Ticket Locks: The Architecture of Predictability
In the deep waters of systems programming, raw speed is often less important than predictable latency.
Standard spinlocks, typically built around atomic Compare-and-Swap (CAS) loops, suffer from a critical flaw under high contention: unfairness. When a lock is released, the hardware arbiter decides who gets it next based on processor topology or sheer luck, not waiting time. This leads to starvation and erratic P99 latency spikes.
Enter the Ticket Lock. It trades the chaotic scramble of CAS for the orderly discipline of a FIFO queue, ensuring that every thread gets its turn.
1. The Deli Counter Model
The mechanism is simple, mirroring a physical "take a number" system:
next_ticket: The dispenser. Threads atomically fetch-and-increment this value to get their position in line.current_ticket: The display. Shows who is currently being served.
Threads spin on current_ticket until it matches their hand-held number. This guarantees strict FIFO ordering—no one cuts in line.
2. Zig Implementation: Explicit Memory Layout
One of Zig’s superpowers is its explicit control over memory alignment. In high-performance locking, where variables sit in memory matters as much as the algorithm itself.
Here is a production-grade implementation that respects CPU cache lines:
const std = @import("std");
const atomic = std.atomic;
/// TicketLock: A fair synchronization primitive
/// Enforces strict FIFO ordering via dual counters
pub const TicketLock = struct {
// Critical Optimization: Align counters to 64 bytes (typical cache line)
// to prevent False Sharing between the dispenser and the display.
next_ticket: atomic.Value(u64) align(64) = atomic.Value(u64).init(0),
current_ticket: atomic.Value(u64) align(64) = atomic.Value(u64).init(0),
/// Acquire: Take a ticket and wait
pub fn acquire(self: *TicketLock) void {
// 1. Atomic Fetch-and-Add
// This single atomic write establishes the global order.
const my_ticket = self.next_ticket.fetchAdd(1, .Monotonic);
// 2. Spin Wait (Read-Only)
// Spin until the display shows our number.
while (self.current_ticket.load(.Acquire) != my_ticket) {
// Hint to the CPU that we are in a spin loop to save power/pipeline slots
std.atomic.spinLoopPause();
}
}
/// Release: Call the next number
pub fn release(self: *TicketLock) void {
// 3. Store-Release
// Incrementing this value unblocks the specific thread holding (my_ticket + 1).
const current = self.current_ticket.load(.Unordered);
self.current_ticket.store(current + 1, .Release);
}
};
3. The Cost of False Sharing
Notice the align(64) directives. These aren't just for show.

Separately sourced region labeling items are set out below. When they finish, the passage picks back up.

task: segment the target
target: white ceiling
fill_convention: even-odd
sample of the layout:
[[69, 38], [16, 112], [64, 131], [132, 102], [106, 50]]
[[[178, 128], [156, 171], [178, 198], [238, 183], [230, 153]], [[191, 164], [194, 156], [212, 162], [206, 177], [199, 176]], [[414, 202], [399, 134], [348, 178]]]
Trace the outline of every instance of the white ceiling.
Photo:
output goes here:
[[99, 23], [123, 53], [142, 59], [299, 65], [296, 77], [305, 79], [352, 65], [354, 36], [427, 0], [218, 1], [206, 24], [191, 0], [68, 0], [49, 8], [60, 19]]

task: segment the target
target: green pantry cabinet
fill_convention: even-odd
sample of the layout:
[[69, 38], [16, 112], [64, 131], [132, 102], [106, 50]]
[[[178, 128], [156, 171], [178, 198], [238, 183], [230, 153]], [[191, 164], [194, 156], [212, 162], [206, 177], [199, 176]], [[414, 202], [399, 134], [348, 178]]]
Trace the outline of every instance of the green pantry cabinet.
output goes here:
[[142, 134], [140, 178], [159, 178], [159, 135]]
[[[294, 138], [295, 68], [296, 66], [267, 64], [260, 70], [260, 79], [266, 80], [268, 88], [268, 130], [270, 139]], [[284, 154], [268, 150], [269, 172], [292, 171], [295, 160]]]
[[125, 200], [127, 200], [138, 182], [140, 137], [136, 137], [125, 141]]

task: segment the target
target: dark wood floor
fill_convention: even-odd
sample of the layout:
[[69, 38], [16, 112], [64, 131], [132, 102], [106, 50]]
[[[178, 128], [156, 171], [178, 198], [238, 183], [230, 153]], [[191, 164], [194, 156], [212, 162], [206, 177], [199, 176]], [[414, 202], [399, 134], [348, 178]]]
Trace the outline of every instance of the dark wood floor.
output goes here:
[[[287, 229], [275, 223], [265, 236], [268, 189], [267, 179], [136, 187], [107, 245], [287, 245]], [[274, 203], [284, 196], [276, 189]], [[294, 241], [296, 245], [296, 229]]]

In modern multi-core processors, the L1/L2 cache operates on "cache lines" (usually 64 bytes). If next_ticket (written by arriving threads) and current_ticket (written by the lock holder) reside on the same cache line, cores will constantly invalidate each other's caches via the MESI protocol, even though they are touching different variables. This phenomenon is called False Sharing, and it can decimate performance.
By forcing alignment, we ensure these hot variables live in separate cache lines, minimizing unnecessary bus traffic.
4. The Trade-off: Global Spinning
While Ticket Locks solve fairness, they are not a silver bullet. They still suffer from global spinning:
- All waiting threads spin on the same variable (
current_ticket). - When
current_ticketis updated, every waiting core invalidates its cache line and re-reads from memory. - On a machine with 100+ cores, this "thundering herd" of cache coherence traffic can saturate the interconnect.
For extreme scale, MCS locks (where each thread spins on its own local variable) are the superior choice, albeit at the cost of complexity.
Conclusion
The Ticket Lock is a beautiful example of how algorithmic fairness can reduce tail latency. It teaches us that:
- Fairness is an architectural choice: We accept slightly higher overhead for stable, predictable performance.
- Hardware empathy is non-negotiable: Simple alignment tweaks can prevent invisible performance cliffs.
- Order matters: In a chaotic system, a simple queue is often the most robust solution.